Last week, progressive sheriff candidates backed by national activists in Durham and Mecklenburg County in North Carolina also ousted incumbents while pledging to reduce cooperation with ICE.

Activist and commentator Sean McElwee has even garnered attention with an “Abolish ICE” campaign to get left-leaning candidates behind dismantling the agency entirely. While it's still far from a mainstream Democratic position, he scored a high-profile backer in congressional candidate Randy “Iron Stache” Bryce in Wisconsin.

“Even if it doesn’t end ICE, you can create a visceral negative reaction toward the organization,” McElwee said. “We win if people hate ICE enough that it hurts politicians to fund them.”


It was an image that would have seemed unthinkable a few years ago: Senate Minority Leader Chuck Schumer, D-N.Y. signing a bong in an appearance on VICE News — released ahead of 4/20 this year — announcing his support for a national bill decriminalizing marijuana.

When President Obama took office, questions about legalization were treated as a joke — but with states from Colorado to California to Massachusetts since passing recreational pot legislation, the party is at a tipping point. In New York, Gov. Andrew Cuomo denounced marijuana as a “gateway drug” earlier this year, but is moving closer toward legalization while facing a primary challenge from Cynthia Nixon, who has seized on the issue. In California, Sen. Dianne Feinstein, D-Calif. came out for legalization this month while also facing a progressive challenger. First-year Democratic Gov. Phil Murphy is already pursuing legalization in New Jersey. In the Senate, Harris signed onto Booker's legalization bill.

Of course, it isn't just a liberal issue. After the Trump administration threatened to crack down on states who legalized marijuana, Senator Cory Gardner, R-Col. led a blockade of Justice Department nominees to force the White House to back down. Recent polling by Gallup shows legalization enjoys broad majority support among the public.

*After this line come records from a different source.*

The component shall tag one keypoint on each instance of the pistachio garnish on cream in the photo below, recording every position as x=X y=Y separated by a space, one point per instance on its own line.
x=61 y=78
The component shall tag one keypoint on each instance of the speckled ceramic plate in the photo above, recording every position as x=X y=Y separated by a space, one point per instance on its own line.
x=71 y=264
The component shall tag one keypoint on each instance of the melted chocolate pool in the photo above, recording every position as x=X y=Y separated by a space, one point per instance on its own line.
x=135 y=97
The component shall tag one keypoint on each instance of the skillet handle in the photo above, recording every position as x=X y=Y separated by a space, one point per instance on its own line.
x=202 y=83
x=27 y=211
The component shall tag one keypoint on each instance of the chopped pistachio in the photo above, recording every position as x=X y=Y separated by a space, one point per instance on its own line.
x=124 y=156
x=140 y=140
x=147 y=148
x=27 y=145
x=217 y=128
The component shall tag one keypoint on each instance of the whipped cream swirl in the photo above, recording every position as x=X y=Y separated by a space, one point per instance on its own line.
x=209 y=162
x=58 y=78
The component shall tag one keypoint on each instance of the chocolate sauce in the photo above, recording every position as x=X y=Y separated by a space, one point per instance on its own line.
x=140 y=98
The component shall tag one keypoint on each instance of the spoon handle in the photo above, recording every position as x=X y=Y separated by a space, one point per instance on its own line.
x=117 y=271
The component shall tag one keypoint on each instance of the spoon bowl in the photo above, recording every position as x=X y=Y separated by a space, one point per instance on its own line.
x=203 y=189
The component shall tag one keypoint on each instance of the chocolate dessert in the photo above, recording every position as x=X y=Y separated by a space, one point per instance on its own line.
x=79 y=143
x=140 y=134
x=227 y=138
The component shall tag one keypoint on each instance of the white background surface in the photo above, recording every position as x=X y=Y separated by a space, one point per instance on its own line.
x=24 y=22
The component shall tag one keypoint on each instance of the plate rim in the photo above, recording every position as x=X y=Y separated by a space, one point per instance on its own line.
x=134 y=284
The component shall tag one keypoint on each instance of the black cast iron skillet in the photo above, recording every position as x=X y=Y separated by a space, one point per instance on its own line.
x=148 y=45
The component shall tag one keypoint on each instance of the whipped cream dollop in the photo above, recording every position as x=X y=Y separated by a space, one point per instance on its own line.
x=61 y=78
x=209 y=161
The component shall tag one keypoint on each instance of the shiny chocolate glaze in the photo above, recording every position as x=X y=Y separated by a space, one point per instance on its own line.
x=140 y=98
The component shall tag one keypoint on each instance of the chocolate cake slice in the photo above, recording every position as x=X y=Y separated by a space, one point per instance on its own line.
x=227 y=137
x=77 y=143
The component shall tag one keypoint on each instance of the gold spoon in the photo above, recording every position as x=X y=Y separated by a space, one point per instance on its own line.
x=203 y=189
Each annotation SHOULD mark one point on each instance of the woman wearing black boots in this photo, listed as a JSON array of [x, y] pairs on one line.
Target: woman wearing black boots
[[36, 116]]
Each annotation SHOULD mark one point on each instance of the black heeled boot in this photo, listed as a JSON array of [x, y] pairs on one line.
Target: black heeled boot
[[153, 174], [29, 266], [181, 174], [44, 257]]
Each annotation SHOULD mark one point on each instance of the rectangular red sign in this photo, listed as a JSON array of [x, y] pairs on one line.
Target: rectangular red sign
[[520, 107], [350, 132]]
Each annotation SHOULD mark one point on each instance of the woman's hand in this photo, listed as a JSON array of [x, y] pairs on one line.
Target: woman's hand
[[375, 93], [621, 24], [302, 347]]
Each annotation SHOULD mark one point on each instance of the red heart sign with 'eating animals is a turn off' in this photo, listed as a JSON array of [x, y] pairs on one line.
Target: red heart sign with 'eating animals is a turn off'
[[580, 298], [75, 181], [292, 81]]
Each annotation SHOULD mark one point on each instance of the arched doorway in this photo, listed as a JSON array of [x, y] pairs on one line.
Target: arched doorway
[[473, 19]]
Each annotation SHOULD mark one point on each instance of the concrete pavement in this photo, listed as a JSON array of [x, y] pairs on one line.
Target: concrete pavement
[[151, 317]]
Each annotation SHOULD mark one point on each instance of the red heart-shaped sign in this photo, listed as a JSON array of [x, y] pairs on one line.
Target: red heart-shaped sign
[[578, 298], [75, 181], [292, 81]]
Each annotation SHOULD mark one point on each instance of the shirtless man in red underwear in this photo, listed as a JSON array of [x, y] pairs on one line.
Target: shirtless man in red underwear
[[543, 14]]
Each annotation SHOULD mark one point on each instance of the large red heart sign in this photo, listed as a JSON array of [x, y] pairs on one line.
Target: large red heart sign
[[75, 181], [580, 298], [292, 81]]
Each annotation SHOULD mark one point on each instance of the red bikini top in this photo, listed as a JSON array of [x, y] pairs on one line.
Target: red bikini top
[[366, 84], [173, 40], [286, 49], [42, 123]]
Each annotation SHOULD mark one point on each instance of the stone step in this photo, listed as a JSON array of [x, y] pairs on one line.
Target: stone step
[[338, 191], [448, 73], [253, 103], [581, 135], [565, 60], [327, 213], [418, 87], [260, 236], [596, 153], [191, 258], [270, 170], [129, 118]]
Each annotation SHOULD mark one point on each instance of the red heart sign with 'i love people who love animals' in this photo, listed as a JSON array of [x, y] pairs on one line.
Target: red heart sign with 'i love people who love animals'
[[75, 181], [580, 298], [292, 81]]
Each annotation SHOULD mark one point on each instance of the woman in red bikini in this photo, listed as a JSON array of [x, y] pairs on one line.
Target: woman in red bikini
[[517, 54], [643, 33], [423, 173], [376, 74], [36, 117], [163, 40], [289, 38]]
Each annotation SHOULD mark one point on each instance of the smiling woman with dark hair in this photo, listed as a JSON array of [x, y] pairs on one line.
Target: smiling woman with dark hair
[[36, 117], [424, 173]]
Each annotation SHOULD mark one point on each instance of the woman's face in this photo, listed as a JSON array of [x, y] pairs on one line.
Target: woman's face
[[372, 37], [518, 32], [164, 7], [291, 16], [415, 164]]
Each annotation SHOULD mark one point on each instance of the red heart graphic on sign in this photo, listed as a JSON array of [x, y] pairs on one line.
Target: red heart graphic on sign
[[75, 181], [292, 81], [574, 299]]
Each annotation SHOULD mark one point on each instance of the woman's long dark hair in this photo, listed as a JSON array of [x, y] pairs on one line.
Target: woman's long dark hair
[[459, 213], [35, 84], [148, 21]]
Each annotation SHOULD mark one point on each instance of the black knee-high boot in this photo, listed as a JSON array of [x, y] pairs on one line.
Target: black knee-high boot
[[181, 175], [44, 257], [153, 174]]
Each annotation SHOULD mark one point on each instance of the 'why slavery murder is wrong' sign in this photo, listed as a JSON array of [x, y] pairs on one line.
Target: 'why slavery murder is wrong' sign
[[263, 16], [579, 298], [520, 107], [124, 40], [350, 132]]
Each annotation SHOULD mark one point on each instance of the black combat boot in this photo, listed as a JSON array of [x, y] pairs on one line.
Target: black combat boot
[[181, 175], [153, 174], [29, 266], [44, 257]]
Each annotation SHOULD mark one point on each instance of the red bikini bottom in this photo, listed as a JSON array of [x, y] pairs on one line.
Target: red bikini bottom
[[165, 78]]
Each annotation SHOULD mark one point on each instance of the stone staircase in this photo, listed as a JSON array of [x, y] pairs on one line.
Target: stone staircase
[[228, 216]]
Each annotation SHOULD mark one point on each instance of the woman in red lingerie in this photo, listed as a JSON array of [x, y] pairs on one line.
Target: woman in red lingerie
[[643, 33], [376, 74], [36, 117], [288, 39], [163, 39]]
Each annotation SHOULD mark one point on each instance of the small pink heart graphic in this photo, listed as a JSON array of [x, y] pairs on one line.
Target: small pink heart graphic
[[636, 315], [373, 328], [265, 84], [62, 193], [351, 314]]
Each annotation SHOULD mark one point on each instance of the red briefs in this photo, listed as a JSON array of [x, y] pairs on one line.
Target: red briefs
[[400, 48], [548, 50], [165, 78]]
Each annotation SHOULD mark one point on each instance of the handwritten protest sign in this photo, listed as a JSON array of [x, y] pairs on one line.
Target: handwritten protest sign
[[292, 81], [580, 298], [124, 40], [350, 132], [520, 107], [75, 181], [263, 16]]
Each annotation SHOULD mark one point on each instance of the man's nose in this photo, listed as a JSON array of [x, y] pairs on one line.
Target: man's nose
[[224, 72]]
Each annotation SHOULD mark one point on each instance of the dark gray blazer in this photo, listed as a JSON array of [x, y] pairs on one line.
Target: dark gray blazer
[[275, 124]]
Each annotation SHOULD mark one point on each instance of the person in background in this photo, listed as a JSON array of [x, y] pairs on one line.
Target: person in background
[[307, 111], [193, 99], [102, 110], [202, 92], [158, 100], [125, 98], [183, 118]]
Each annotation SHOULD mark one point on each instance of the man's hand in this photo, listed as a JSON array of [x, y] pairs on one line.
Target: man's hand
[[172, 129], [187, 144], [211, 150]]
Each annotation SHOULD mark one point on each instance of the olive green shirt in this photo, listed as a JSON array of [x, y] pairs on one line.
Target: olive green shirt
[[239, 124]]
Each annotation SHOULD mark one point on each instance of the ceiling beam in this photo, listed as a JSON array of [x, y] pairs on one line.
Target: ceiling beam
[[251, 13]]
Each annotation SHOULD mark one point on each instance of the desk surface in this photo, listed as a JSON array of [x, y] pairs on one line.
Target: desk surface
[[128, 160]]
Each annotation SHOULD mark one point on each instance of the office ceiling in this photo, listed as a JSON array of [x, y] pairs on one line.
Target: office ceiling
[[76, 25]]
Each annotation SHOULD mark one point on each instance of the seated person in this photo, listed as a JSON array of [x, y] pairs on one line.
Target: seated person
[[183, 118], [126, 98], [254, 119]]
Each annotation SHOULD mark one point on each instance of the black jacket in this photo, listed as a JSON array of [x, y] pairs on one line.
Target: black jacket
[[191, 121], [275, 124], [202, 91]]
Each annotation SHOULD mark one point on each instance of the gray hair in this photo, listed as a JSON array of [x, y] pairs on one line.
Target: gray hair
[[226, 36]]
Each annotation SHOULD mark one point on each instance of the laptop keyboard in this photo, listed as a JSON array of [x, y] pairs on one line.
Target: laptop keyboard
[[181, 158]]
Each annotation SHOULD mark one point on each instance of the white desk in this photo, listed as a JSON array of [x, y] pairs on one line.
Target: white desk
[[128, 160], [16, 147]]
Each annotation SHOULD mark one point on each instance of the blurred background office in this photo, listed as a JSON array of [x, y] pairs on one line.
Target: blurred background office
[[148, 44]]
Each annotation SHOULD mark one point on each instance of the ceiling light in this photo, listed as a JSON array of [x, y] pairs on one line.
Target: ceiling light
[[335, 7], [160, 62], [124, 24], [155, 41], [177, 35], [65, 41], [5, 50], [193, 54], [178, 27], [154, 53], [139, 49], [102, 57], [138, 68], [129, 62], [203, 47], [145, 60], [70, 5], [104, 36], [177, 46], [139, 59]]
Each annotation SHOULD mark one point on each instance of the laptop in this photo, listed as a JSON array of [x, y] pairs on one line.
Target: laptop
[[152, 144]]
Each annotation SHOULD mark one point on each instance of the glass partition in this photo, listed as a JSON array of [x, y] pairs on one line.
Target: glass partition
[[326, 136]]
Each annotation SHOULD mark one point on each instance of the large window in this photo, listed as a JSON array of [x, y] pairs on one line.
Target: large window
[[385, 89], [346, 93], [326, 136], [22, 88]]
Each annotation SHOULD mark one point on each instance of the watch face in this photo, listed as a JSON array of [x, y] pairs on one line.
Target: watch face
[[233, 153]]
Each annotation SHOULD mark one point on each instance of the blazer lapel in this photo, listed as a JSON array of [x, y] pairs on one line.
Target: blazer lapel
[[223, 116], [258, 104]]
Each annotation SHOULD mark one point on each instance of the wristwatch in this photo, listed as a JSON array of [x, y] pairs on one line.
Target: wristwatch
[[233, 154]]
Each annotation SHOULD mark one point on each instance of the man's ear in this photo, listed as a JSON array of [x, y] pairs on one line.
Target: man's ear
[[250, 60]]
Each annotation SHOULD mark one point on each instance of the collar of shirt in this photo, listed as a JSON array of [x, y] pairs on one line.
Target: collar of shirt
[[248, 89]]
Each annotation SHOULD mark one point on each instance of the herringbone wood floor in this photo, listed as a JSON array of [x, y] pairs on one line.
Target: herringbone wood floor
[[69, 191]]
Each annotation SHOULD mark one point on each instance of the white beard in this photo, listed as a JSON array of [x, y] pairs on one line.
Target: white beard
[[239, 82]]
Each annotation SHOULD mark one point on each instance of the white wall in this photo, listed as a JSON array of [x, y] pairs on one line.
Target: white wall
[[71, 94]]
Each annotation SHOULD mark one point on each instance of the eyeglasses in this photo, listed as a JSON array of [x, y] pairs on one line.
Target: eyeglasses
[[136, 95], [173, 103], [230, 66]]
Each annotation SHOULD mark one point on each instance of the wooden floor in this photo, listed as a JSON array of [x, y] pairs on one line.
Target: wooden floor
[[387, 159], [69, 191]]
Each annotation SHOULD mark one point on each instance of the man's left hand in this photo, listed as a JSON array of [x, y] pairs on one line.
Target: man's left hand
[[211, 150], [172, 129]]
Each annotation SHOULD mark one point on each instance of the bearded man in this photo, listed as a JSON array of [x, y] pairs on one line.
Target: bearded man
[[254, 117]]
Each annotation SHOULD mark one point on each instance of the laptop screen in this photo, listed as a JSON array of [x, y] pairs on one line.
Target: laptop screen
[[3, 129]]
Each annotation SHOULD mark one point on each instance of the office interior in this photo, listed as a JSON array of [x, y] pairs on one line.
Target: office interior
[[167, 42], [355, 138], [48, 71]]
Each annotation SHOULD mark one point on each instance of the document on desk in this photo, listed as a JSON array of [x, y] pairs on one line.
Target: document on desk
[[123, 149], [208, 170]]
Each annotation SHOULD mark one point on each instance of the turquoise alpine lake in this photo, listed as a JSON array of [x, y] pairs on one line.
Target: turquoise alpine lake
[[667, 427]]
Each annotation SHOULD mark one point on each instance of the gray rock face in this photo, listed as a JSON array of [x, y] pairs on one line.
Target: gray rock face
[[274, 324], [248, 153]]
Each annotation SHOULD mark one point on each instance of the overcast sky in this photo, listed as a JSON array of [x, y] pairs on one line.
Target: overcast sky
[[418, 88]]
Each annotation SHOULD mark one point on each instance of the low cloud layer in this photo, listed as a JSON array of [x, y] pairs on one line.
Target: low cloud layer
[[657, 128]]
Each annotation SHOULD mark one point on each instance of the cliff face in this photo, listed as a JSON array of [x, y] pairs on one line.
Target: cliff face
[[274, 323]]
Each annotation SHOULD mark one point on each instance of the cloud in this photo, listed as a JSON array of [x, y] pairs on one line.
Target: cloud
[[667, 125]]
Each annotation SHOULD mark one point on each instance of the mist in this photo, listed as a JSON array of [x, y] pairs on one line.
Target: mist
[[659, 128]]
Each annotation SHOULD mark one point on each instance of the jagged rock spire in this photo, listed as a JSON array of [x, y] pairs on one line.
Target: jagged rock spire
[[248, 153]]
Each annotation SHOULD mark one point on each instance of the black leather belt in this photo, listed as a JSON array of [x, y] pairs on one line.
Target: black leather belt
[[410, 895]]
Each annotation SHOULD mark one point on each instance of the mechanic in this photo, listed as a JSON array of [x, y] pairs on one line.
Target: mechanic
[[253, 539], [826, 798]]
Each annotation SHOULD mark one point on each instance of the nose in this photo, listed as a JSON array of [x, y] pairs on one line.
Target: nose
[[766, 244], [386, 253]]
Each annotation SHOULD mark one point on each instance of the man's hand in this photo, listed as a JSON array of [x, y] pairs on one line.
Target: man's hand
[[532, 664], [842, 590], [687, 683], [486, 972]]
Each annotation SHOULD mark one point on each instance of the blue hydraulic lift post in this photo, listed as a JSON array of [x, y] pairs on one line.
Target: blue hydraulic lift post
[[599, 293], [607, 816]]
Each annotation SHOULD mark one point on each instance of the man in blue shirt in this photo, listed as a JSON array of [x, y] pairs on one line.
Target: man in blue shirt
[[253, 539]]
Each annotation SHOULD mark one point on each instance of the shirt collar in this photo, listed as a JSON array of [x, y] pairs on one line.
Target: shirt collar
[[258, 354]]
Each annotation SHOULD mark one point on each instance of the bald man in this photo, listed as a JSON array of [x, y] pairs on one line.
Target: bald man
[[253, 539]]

“Overall, I think it's just a matter of federal lawmakers starting to listen to their constituents,” said Morgan Fox, communications director of the pro-legalization Marijuana Policy Project. "This is really bipartisan."


Some Democrats say Trump has changed the rules by making implausible, unworkable — but eye-catchingly ambitious — promises to voters, and that they need bolder ideas to steal the spotlight back. It doesn’t hurt that few on either side of the aisle seem to care about the deficit anymore.

But there’s risk too: The RNC is talking up an “alarming liberal radicalism” in press releases and sees an upside in defining Democrats as beholden to the far left. Raising voter expectations too high could also lead to disillusionment if those making the promises can’t deliver once in power.

So far, those concerns haven't stemmed the new wave of progressive pledges. “Not everything being discussed is going to fly, but it’s pretty clear to me the party is moving significantly to the left,” Jim Manley, a former Democratic Senate leadership aide, told NBC News. “Anyone running for president in 2020 is going to have to take a good, hard look at some of these ideas.”